Auf ihrem Rückzug zogen deutsche Mordverbände eine Blutspur hinter sich her

Das Gebirgspionierbatallion 818, in dem der 25-jährige Josef Scheungraber die 1. Kompanie führte, war mit der Sicherung der Rückzugslinien, der Instandsetzung bzw. Sprengung von Brücken und Wegen betraut, um den ungehinderten Abfluss deutscher Truppen aus Italien zu ermöglichen. Zu diesem Zweck begaben sich Angehörige des Bataillons am 26. Juni 1944 nach Falzano, wo Tage zuvor PartisanInnen eine Brücke gesprengt hatten. Diese sollte unter enormem Zeitdruck wieder hergestellt werden. Drei Soldaten, die in Falzano Material besorgen sollten, gerieten dabei in einen Hinterhalt und wurden beschossen. Zwei der Soldaten starben, einer konnte verletzt zur Kompanie zurücklaufen und die Truppe alarmieren.

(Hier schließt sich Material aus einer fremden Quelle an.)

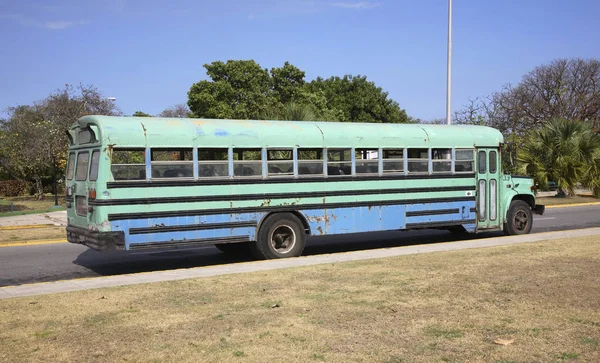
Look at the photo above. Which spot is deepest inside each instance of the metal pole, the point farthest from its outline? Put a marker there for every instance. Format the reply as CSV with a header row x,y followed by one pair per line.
x,y
449,70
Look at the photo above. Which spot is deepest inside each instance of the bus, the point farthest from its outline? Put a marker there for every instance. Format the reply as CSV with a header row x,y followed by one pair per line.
x,y
261,187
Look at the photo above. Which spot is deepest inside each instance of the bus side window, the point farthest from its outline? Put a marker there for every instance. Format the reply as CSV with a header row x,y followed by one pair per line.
x,y
247,162
464,161
339,162
367,161
172,163
418,160
128,164
310,161
393,161
213,163
442,160
280,163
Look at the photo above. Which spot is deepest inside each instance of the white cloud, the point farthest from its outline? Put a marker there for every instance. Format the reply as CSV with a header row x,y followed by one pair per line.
x,y
355,5
59,25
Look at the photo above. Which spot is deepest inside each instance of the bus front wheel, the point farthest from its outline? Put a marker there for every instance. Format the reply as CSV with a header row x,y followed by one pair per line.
x,y
519,218
280,235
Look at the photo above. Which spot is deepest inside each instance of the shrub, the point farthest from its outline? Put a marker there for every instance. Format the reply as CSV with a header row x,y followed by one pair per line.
x,y
12,188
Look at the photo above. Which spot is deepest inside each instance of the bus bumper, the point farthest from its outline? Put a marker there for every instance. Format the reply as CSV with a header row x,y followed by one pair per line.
x,y
99,241
539,209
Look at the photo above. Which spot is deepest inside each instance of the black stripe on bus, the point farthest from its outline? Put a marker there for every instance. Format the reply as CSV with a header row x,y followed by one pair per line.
x,y
432,212
192,227
291,207
238,197
232,181
187,243
439,224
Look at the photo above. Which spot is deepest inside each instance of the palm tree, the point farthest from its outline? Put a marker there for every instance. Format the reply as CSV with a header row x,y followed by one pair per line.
x,y
564,151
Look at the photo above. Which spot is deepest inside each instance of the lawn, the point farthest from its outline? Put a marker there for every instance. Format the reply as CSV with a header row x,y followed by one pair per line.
x,y
29,205
540,299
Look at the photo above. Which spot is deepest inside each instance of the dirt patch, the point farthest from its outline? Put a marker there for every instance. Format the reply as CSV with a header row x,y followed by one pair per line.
x,y
448,307
31,234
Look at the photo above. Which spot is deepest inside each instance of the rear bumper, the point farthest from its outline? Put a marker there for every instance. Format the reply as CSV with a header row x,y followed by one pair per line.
x,y
99,241
539,209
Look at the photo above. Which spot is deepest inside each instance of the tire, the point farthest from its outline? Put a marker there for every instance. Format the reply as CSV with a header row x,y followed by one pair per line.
x,y
234,249
519,219
457,230
280,236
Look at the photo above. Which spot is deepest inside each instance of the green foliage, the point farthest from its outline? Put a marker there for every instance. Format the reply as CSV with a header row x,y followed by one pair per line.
x,y
13,188
563,151
359,100
243,90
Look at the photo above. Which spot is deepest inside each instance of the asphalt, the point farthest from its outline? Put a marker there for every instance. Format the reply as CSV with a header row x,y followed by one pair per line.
x,y
187,273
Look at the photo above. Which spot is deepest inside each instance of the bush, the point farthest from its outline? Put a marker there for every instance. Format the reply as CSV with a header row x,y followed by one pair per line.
x,y
12,188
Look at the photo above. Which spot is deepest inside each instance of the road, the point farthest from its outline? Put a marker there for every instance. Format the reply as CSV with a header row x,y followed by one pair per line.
x,y
52,262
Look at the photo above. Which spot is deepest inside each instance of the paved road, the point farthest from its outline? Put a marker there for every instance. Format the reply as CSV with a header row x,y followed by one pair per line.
x,y
29,264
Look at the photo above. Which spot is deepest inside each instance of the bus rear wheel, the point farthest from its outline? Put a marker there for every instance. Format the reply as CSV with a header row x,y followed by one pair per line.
x,y
280,236
519,218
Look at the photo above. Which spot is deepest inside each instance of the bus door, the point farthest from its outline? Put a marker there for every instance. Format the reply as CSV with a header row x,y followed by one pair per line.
x,y
488,184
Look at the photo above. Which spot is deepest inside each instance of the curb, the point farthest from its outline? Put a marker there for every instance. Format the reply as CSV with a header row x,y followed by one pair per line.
x,y
31,243
573,205
27,226
62,286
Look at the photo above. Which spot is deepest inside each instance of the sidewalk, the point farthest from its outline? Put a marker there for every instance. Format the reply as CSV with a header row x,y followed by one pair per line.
x,y
58,218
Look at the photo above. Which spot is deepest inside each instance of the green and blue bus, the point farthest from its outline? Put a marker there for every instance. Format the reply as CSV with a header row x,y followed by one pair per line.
x,y
262,187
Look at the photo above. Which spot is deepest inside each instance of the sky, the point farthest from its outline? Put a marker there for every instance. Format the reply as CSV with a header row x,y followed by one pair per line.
x,y
147,53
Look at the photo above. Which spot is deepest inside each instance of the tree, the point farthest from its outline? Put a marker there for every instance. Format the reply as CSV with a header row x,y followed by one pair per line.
x,y
358,100
34,145
564,88
242,89
177,111
238,89
563,151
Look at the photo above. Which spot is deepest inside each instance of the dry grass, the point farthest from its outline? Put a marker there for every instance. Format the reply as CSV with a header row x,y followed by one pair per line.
x,y
576,199
439,307
28,204
31,234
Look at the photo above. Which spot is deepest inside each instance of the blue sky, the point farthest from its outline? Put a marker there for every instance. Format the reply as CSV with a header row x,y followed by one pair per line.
x,y
147,53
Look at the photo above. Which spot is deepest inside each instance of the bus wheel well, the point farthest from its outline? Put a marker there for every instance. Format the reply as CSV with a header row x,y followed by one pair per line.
x,y
526,198
295,213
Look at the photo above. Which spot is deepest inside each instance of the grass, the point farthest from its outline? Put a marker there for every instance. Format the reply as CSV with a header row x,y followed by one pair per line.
x,y
22,235
447,306
29,205
577,199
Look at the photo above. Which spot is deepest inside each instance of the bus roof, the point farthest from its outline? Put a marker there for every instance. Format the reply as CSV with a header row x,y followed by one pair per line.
x,y
175,132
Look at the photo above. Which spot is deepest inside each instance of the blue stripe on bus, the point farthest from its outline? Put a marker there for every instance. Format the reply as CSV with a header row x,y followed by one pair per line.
x,y
321,221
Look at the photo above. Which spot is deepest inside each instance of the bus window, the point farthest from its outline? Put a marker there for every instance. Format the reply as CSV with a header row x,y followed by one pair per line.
x,y
213,163
247,162
442,160
367,161
418,160
393,161
493,162
71,166
128,164
83,161
94,168
172,163
481,162
339,162
310,161
464,161
280,163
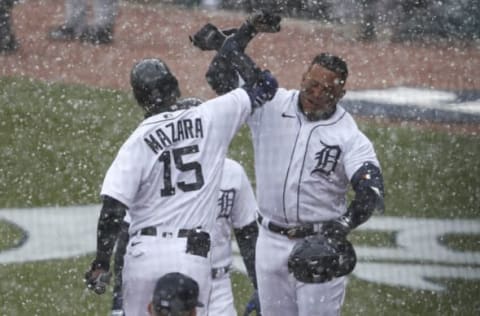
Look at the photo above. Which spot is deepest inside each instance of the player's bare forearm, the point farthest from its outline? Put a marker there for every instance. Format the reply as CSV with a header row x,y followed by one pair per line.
x,y
247,241
109,223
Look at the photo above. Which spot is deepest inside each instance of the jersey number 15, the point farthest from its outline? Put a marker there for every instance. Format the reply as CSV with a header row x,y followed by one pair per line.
x,y
165,158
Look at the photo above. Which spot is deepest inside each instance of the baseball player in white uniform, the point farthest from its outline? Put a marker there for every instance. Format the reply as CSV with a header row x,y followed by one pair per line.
x,y
237,209
308,150
167,174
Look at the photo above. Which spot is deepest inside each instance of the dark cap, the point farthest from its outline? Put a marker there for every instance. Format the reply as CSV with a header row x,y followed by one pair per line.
x,y
175,292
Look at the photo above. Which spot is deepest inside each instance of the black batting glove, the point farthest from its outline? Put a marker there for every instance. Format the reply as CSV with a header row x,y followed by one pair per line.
x,y
98,277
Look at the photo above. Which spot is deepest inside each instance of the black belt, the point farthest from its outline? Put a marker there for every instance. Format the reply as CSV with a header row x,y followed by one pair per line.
x,y
301,231
218,272
198,242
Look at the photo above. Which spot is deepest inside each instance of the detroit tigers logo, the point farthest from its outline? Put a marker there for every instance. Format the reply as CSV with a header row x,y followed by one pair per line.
x,y
225,202
327,159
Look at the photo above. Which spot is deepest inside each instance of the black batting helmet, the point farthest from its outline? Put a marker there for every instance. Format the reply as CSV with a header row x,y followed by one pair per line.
x,y
318,259
154,86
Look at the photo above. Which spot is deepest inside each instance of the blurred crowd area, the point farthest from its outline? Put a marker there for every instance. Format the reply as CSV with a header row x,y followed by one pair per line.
x,y
395,20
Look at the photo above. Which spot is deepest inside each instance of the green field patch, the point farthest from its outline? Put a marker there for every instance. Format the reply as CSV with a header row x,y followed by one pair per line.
x,y
372,238
58,141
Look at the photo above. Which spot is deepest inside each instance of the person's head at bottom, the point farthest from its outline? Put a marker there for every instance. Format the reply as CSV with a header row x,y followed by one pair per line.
x,y
175,294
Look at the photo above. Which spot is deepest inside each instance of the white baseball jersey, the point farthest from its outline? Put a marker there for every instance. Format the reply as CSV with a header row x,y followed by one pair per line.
x,y
167,172
303,168
236,208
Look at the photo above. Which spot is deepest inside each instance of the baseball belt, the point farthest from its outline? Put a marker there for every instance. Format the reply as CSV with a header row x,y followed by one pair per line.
x,y
198,242
300,231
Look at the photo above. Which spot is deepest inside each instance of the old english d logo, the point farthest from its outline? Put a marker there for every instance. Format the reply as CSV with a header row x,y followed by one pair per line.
x,y
327,159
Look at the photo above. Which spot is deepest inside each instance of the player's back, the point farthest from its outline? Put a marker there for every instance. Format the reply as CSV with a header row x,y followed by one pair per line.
x,y
168,171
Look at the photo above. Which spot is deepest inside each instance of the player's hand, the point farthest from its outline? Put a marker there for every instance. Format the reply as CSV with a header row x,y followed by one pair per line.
x,y
265,21
253,305
263,90
336,229
97,278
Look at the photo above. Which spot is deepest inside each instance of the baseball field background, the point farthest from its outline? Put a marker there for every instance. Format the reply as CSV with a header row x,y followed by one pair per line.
x,y
65,109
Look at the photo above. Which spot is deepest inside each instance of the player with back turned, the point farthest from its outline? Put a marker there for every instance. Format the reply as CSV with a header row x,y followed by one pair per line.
x,y
308,152
167,174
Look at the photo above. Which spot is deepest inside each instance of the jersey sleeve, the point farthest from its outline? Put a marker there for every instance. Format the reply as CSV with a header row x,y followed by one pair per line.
x,y
360,151
123,178
245,206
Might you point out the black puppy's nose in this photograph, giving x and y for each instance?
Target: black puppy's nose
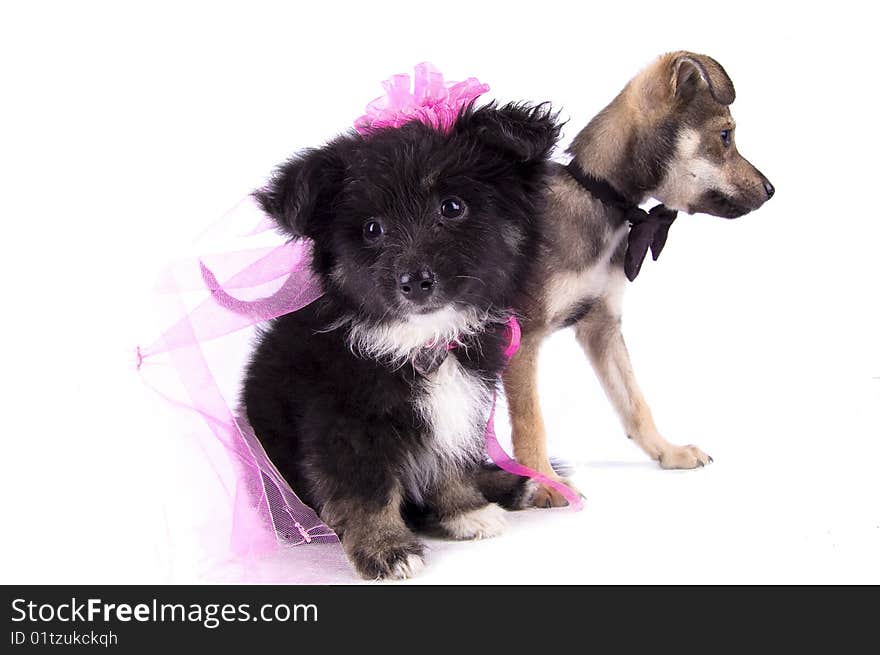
(417, 286)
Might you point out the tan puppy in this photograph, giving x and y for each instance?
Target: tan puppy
(668, 135)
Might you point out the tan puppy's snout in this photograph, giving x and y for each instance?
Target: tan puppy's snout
(761, 189)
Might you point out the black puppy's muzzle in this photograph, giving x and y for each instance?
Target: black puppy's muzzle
(417, 286)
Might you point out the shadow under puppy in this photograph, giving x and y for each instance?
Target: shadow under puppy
(373, 400)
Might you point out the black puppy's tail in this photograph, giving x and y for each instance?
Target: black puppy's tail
(509, 490)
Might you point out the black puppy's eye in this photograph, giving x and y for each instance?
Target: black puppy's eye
(373, 230)
(452, 208)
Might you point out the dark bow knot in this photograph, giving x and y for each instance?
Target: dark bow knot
(648, 229)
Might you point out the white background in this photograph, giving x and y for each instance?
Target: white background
(126, 129)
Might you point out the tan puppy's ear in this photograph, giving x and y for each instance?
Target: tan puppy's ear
(692, 73)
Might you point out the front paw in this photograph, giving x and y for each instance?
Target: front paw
(545, 497)
(482, 523)
(387, 560)
(683, 457)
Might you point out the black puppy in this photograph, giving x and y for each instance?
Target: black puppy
(373, 400)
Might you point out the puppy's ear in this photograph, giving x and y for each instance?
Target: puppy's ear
(526, 132)
(301, 190)
(692, 73)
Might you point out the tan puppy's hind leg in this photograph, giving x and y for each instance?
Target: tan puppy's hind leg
(529, 436)
(599, 335)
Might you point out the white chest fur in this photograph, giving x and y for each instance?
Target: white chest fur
(599, 280)
(454, 406)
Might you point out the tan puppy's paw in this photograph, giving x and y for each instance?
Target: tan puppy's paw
(545, 498)
(482, 523)
(683, 457)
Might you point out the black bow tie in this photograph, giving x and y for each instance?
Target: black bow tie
(648, 229)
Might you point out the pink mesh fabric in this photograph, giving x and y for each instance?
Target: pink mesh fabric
(429, 100)
(259, 284)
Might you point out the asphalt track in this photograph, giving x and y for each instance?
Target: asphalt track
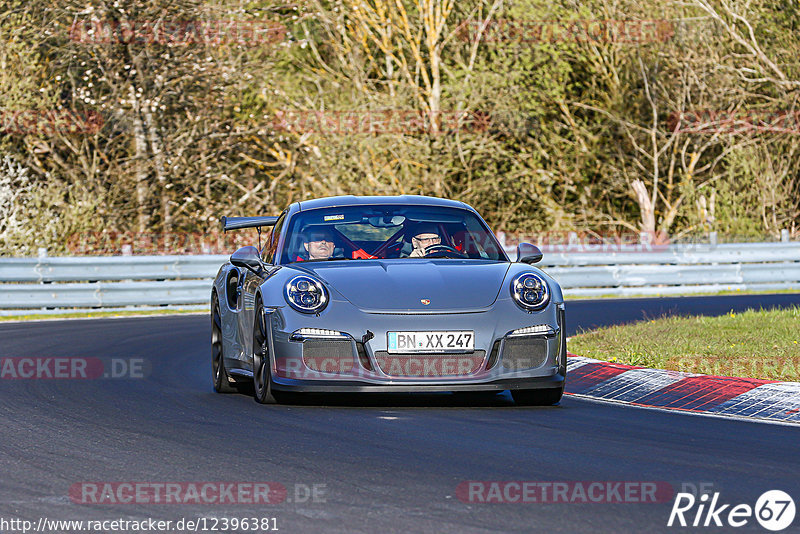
(382, 464)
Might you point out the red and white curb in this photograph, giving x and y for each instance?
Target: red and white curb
(674, 390)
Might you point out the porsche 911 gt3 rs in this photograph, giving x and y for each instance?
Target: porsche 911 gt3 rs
(385, 294)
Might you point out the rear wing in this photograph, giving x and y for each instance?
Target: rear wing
(237, 223)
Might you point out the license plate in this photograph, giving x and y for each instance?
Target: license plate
(445, 341)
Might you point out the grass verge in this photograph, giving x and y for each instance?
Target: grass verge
(755, 344)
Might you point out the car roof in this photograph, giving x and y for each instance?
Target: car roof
(352, 200)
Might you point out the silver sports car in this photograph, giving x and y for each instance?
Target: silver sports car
(385, 294)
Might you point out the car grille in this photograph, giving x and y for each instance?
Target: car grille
(328, 356)
(430, 365)
(525, 352)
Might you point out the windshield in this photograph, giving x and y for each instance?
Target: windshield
(383, 232)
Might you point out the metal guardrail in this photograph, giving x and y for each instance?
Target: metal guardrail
(56, 283)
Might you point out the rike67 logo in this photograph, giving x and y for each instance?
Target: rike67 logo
(774, 510)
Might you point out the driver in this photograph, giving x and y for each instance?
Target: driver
(425, 235)
(319, 243)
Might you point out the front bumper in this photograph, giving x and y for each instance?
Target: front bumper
(353, 363)
(337, 386)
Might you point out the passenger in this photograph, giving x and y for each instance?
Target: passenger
(319, 244)
(425, 235)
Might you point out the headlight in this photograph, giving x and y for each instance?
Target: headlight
(306, 294)
(530, 291)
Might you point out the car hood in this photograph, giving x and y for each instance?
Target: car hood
(404, 285)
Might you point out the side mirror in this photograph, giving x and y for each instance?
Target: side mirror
(248, 258)
(527, 253)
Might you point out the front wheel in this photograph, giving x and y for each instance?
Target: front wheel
(262, 376)
(537, 397)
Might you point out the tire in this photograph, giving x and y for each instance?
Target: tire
(537, 397)
(219, 375)
(262, 375)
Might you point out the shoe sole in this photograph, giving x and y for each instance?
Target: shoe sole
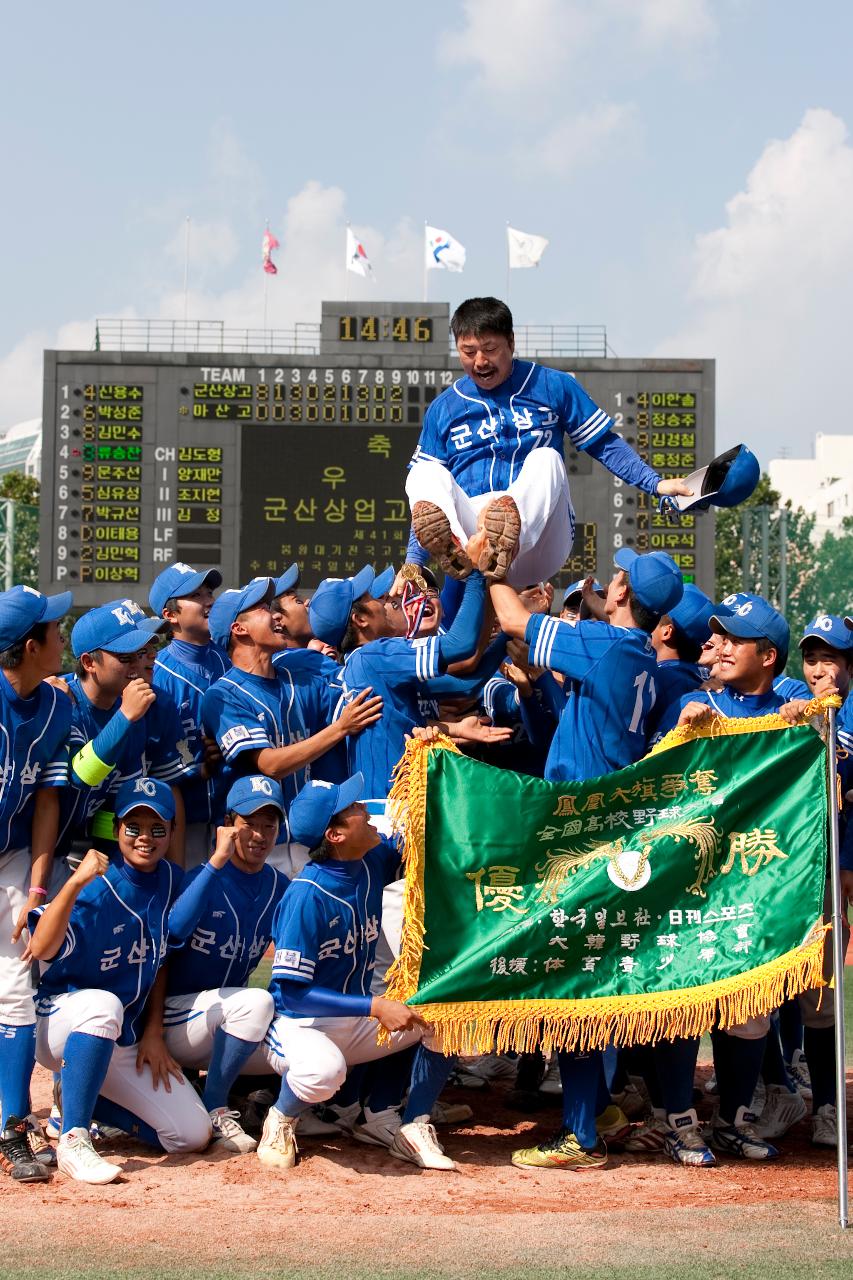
(433, 531)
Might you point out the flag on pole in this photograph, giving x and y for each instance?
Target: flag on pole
(357, 260)
(525, 250)
(269, 243)
(442, 251)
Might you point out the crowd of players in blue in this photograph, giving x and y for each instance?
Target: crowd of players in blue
(210, 781)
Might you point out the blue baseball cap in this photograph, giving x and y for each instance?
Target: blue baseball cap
(229, 604)
(113, 627)
(655, 577)
(145, 792)
(22, 607)
(576, 588)
(728, 480)
(288, 581)
(179, 580)
(830, 630)
(316, 805)
(751, 618)
(332, 602)
(252, 792)
(692, 615)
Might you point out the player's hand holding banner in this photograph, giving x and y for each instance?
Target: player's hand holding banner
(649, 903)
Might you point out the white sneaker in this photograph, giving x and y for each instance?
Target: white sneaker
(781, 1111)
(378, 1128)
(416, 1142)
(551, 1082)
(77, 1159)
(277, 1147)
(799, 1074)
(228, 1134)
(825, 1127)
(450, 1112)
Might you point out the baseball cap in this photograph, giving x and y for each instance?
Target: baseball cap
(752, 618)
(113, 627)
(22, 607)
(729, 479)
(830, 630)
(252, 792)
(179, 580)
(229, 604)
(692, 615)
(332, 602)
(655, 577)
(316, 805)
(145, 792)
(288, 581)
(576, 588)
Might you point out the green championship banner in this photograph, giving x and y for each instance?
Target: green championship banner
(680, 892)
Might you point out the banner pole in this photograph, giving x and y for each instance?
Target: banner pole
(838, 969)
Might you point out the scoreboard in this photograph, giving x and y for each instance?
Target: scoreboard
(251, 461)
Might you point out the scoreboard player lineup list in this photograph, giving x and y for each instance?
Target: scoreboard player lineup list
(249, 462)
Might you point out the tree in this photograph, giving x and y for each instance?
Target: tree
(23, 492)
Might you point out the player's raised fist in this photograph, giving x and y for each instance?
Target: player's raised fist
(136, 698)
(94, 864)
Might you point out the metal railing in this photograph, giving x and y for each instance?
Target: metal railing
(532, 341)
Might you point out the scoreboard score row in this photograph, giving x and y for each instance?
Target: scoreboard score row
(247, 462)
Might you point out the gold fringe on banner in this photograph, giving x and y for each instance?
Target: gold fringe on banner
(478, 1027)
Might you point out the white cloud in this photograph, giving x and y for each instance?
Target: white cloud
(771, 292)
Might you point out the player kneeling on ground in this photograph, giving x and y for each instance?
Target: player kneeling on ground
(327, 1020)
(101, 942)
(223, 923)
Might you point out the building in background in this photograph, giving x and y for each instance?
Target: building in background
(821, 485)
(21, 448)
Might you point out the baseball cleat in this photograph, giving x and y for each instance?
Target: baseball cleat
(496, 542)
(684, 1142)
(228, 1133)
(433, 531)
(77, 1159)
(16, 1155)
(416, 1142)
(378, 1128)
(783, 1110)
(562, 1151)
(277, 1147)
(742, 1138)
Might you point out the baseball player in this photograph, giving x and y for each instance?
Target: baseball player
(255, 711)
(100, 942)
(325, 1018)
(602, 728)
(185, 671)
(222, 927)
(35, 720)
(487, 483)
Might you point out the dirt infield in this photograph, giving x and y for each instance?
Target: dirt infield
(349, 1210)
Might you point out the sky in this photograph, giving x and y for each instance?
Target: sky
(689, 161)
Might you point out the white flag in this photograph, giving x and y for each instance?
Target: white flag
(443, 251)
(525, 250)
(357, 260)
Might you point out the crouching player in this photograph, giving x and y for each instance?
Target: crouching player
(101, 942)
(327, 1020)
(223, 924)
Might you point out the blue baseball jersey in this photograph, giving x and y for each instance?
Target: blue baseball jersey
(602, 726)
(115, 940)
(33, 753)
(396, 670)
(484, 437)
(232, 931)
(185, 672)
(250, 713)
(327, 926)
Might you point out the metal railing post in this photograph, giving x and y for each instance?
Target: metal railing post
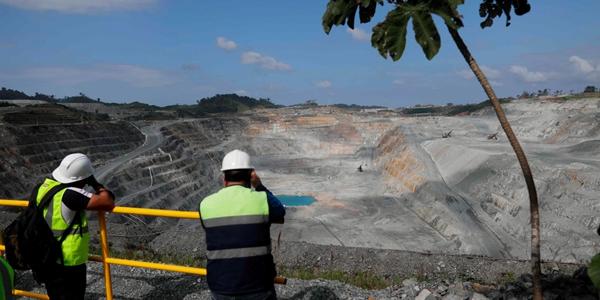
(104, 246)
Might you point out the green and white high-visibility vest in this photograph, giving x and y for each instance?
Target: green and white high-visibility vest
(238, 241)
(7, 279)
(75, 246)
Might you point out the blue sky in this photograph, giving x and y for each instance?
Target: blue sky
(167, 52)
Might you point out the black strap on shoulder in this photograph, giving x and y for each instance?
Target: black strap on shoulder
(45, 202)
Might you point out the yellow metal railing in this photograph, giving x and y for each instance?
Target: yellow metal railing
(105, 258)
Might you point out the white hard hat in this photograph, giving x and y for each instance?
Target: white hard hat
(73, 167)
(236, 160)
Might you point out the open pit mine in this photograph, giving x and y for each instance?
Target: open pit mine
(380, 180)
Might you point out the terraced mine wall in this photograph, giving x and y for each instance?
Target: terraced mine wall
(381, 181)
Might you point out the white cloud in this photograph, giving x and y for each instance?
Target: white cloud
(489, 72)
(79, 6)
(582, 65)
(529, 76)
(134, 75)
(226, 44)
(265, 62)
(323, 84)
(358, 34)
(190, 67)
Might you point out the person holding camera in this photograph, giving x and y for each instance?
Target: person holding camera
(237, 222)
(67, 279)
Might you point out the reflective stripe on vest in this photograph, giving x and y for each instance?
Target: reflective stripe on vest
(75, 245)
(6, 279)
(238, 252)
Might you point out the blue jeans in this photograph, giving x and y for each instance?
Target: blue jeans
(266, 295)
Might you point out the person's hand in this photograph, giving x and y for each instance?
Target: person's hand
(255, 180)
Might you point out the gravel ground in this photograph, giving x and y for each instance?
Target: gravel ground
(423, 276)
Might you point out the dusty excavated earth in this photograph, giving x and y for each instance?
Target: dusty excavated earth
(418, 192)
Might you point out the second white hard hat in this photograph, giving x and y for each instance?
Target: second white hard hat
(73, 167)
(236, 160)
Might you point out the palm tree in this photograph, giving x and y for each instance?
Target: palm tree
(389, 37)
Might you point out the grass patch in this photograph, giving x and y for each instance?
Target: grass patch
(362, 279)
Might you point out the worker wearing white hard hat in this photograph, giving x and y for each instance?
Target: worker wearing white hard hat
(68, 205)
(237, 222)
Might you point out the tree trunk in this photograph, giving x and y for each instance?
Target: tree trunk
(533, 200)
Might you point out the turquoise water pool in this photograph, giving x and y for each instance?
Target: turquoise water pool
(291, 200)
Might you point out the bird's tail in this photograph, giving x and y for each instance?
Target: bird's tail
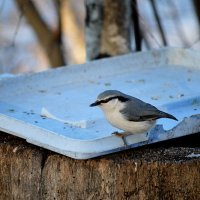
(166, 115)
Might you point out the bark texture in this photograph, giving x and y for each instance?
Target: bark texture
(108, 26)
(29, 172)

Was nun geschah und welche Rolle Scheungraber dabei spielte, ist Gegenstand der Verhandlung vor dem Landgericht in München. „Aufgebracht“ vom Tod ihrer Kameraden sollen die Gebirgspioniere zunächst deren Leichen geborgen haben, um sie zu beerdigen. Obwohl Scheungraber behauptet, gar nicht vor Ort gewesen zu sein, belegen Fotografien aus seinem eigenen Kriegsalbum, dass er bei der Beerdigung anwesend war.

Scheungraber war also vor Ort und er war als Kompanieführer ein wichtiger, wenn nicht der befehlshabende Offizier. Und auch wenn er heute behauptet, von nichts zu wissen, so liegt doch nahe, dass er angeordnet hat, was der frühere Gebirgspionier Johann F., der als Zeuge aussagte, einen „Racheakt“ nannte. Auch Scheungraber selbst hatte vor drei Jahren einem Beamten des LKA Bayern mehr erzählt als ihm heute lieb sein kann, nämlich dass er die BewohnerInnen des Dorfes aus den Häusern holen und auf dem Dorfplatz zusammentreiben ließ. Der Bürgermeister von Falzano soll ihm dabei behilflich gewesen sein, 17 ortsfremde Männer auszusondern, welche Scheungraber dann der Feldgendarmerie übergeben und nichts mehr von ihnen gehört haben will.

Auch der Zeuge Johann F., der damals als 19-jähriger Gefreiter zu Scheungrabers Kompanie gehörte, lässt seinen „Racheakt“ vor Gericht zu einer Art „polizeilichen Ermittlung“ schrumpfen: Man habe den Befehl erhalten, ein bestimmtes Gelände zu durchkämmen, alle männlichen Personen mitzunehmen und zu einem Sammelpunkt zu führen. Dort sollten sie verhört und nach dem Verbleib der PartisanInnen befragt werden, so reimte es sich der Jüngling angeblich zusammen.